Piontek é nomeado responsável por unir todas as pontas soltas e não olha a meios para atingir os fins: sessões táticas de três horas, treinos em altitude com máscaras de oxigénio e o que mais preciso fosse. Nasce uma equipa versátil, a mistura quase perfeita entre força, pulmão e técnica.

Início avassalador

O sorteio junta-a a Escócia, Uruguai e República Federal Alemã no grupo mais complicado da prova, mas nem isso baixou-lhe as aspirações. Elkjaer dá o primeiro triunfo frente aos britânicos, depois os sul-americanos são destroçados por 6-1, com um hat-trick do avançado do Verona, que ainda participa em outros dois golos, e um slalom mágico de Laudrup.

Segue-se a poderosa Mannschat. Piontek pode fazer descansar algumas figuras, mas quer fazer história. Tem a oportunidade de vencer um colosso do futebol continental, vice-campeão quatro anos antes e que também chegará à final nessa mesma prova. No entanto, nesse jogo são melhores os dinamarqueses, de uma ponta à outra do campo, na sua própria interpretação do futebol total. Ganham por 2-0, mas chegarão frescos aos jogos a eliminar?

Três vitórias em três jogos tal como o Brasil, equipa mais concretizadora e no grupo mais difícil, e passaporte para os oitavos de final. São já os favoritos do público.

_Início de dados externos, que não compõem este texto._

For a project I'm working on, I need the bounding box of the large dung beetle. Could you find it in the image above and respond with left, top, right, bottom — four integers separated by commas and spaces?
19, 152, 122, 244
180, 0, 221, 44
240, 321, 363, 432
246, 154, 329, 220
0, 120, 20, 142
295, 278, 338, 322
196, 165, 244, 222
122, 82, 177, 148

El Buitre no meio de três dinamarqueses.

Novo drama frente à Espanha

Dois anos antes, nas meias-finais do Euro, os dinamarqueses amaldiçoaram a sorte. Duas bolas aos ferros, e um penálti desperdiçado no desempate por Elkjaer, que nunca falhava. Desta vez, há uma grande dose de culpa própria a juntar ao bolo.

Derrota com a RFA (0-1), e vitórias frente a Irlanda do Norte (2-1) e Argélia (3-0) – é com este currículo que os espanhóis se apresentam em Queretaro. Bem menos impressionante que os rivais, claro. Certamente que a balança do favoritismo começa a cair ainda mais para o lado dos nórdicos a partir dos 33 minutos com o penálti certeiro de Jesper Olsen. E, depois, com o intensificar das jogadas de ataque da equipa de Piontek.

O erro incrível de Jesper Olsen

Olsen faz o inimaginável a dois minutos do intervalo. Do lado direito da sua defesa, passa a primeira linha de pressão imposta por Julio Salinas e assina depois um passe cego para o interior proibido da sua área. Emilio Butragueño está lá e não perdoa. Não costuma. Sofrer um golo antes do intervalo já é mau, sofrer daquela forma é um murro agonizante no estômago.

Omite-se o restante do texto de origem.